De nos jours … de Hong Sang-soo

우리의 하루 (Uliui halu) Notre journée

De nos jours … fonctionne par chapitres alternés et partagés entre une ancienne actrice et un vieux poète.
Et, ce matin, le lien entre les deux histoires m’apparait …
Comme quoi décidément, toujours « d’abord, dormir dessus ».
L’actrice qui ne veut plus jouer, rentrée depuis peu à Séoul et hébergée par une amie, c’est la fille du poète alcoolique qui tente de se sevrer !
Sa fille qu’il ne voit plus depuis qu’il a quitté sa mère. Quand ils ont divorcé, elle a pris son parti à elle et leurs jours communs se sont arrêtés. Un goût pour les siestes prolongées, l’ajout de gochujang dans les ramyun, leur histoire se profile à travers ces vestiges comportementaux d’un passé commun.
Et puis les guitares.
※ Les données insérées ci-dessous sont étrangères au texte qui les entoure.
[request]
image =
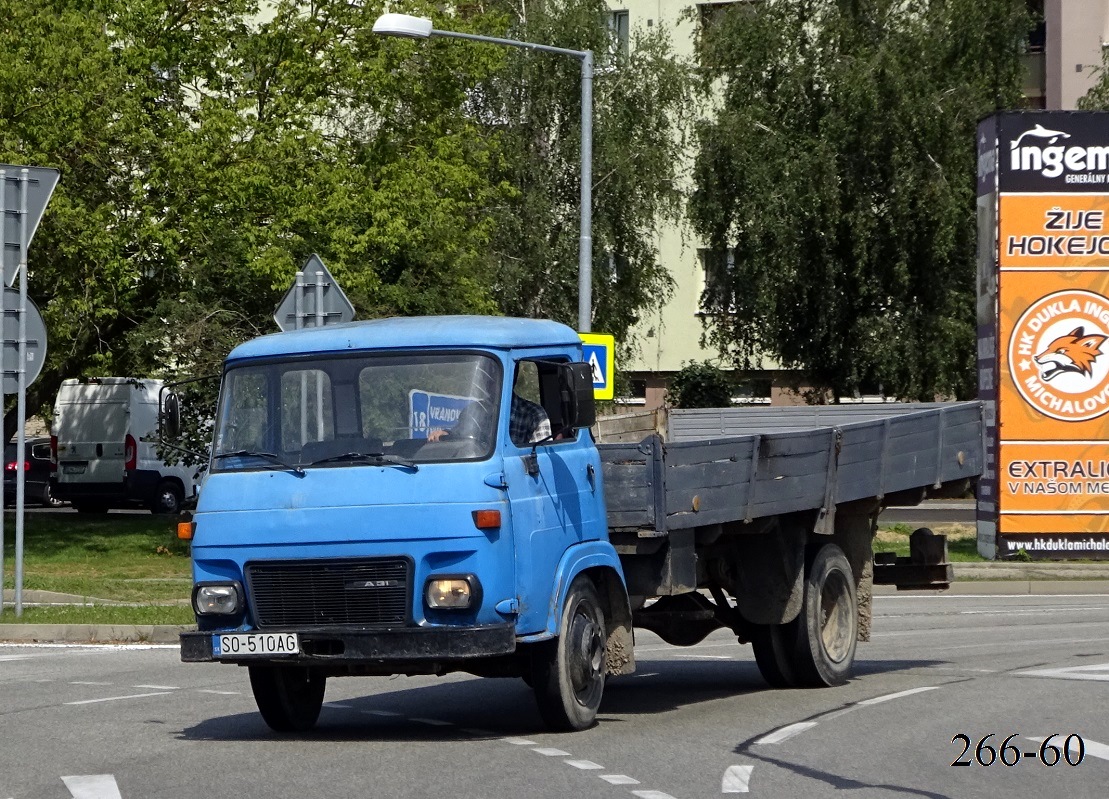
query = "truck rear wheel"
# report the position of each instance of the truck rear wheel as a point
(568, 673)
(827, 627)
(288, 697)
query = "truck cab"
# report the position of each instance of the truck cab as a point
(389, 497)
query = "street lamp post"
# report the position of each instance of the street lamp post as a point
(420, 28)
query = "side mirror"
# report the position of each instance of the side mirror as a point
(170, 417)
(576, 385)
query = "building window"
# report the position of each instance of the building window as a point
(716, 269)
(619, 29)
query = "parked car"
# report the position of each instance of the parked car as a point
(37, 469)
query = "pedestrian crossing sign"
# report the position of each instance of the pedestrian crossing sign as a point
(598, 352)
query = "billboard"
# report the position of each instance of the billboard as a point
(1044, 333)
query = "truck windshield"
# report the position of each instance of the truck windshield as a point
(396, 411)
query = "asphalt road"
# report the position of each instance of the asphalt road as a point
(100, 722)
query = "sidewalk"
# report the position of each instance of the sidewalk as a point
(970, 578)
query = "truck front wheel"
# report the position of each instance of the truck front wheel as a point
(288, 697)
(568, 673)
(828, 623)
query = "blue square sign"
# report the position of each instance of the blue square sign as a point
(598, 351)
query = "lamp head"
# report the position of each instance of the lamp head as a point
(405, 26)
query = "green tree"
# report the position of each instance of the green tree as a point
(838, 167)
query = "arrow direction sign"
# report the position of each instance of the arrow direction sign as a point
(597, 350)
(19, 199)
(314, 300)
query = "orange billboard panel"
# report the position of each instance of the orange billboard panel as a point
(1054, 231)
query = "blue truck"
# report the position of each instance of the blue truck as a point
(373, 506)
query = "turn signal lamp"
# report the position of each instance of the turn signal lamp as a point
(487, 519)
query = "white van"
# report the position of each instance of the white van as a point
(103, 445)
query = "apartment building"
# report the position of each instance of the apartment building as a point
(1064, 58)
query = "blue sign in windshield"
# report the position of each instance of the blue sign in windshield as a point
(428, 412)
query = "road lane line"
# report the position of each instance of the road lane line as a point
(736, 779)
(92, 787)
(130, 696)
(583, 765)
(550, 751)
(786, 732)
(619, 779)
(898, 695)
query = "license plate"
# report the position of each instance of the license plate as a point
(250, 644)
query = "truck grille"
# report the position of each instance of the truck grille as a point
(372, 593)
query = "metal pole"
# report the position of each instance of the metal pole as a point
(298, 309)
(586, 243)
(21, 398)
(3, 336)
(321, 319)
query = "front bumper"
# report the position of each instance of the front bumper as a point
(350, 647)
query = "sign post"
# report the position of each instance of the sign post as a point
(314, 300)
(1044, 333)
(24, 192)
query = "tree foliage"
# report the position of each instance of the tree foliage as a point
(207, 148)
(700, 384)
(840, 169)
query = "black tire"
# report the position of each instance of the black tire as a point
(48, 497)
(773, 646)
(827, 627)
(168, 498)
(288, 697)
(91, 507)
(568, 673)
C’est fou de ne voir ça que ce matin … La guitare qu’il a envoyé en version mini à sa fille biologique restée une enfant dans son souvenir et la grande guitare à cordes d’acier qu’il offre à la jeune réalisatrice qu’il a choisi comme fille adoptive.
Voir ce lien entre les deux histoires dans ce dernier film de Hong Sang-Soo qui est pour le moins … déconcertant, bizarrement, ça me réconforte.
4 mois après La Romancière, le film et le heureux hasard, le plus prolifique des réalisateurs coréens et peut-être des réalisateurs tout court, nous revient avec De nos jours …, un nouvel objet cinématographique qui ne ressemble qu’à lui.
Même en connaissant bien HSS, on peut trouver les 84 minutes longues. Ce n’est pas grave.

Un gros chat caressé et gavé de friandises pendant 10 minutes, un personnage qui mange des pâtes au piment en s’extasiant devant une caméra (scène d’ouverture). Il ne faut pas ici, et encore moins que « d’habitude » s’attendre à une quelconque scène d’action ou à une recherche de mise en scène : plans fixes et prolongés, zooms avant, recadrages intempestifs, les dialogues en forme de haïku évoquant les choses simples, peuvent paraître déroutants.
HSS nous « balance » au cœur d’une conversation, à la limite de comprendre ce qui se passe … poussant le minimalisme jusqu’à nous fournir avant chaque scène un carton avec un court texte qui renseigne un peu sur les tenants et les aboutissants et nous dit surtout que ce qui va être important ce sont les minutes qui vont suivre, ici et maintenant. Les protagonistes sont filmés en un lieu unique, en intérieur, pour ne pas risquer les rencontres fortuites qui viendraient perturer ces instants en suspens.
Hong Sang-soo ne prend jamais le spectateur par la main … et ne lui laisse pas le loisir de s’échapper. Il faut vouloir se concentrer sur les gestes, les silences, les conversations d’apparence anodine desquelles émane cependant toute la force de l’intrigue.
 » C’est quoi vivre ? demande l’apprenti écrivain au poète.
– Vivre ? Ce que tu cherches, c’est la bonne réponse, non ? Il y a trop de bonnes réponses, il y en a dans chaque livre. Tu en connais d’ailleurs déjà. Pas vrai ?
– Oui.
– Ce sont des mauvaises réponses.
– Toutes ?
– Oui, toutes. C’est pour ça qu’on est tous gauches, immatures et incomplets. On le devient tous à la fin. Mais quand on est en vie, on ne s’en rend pas compte. »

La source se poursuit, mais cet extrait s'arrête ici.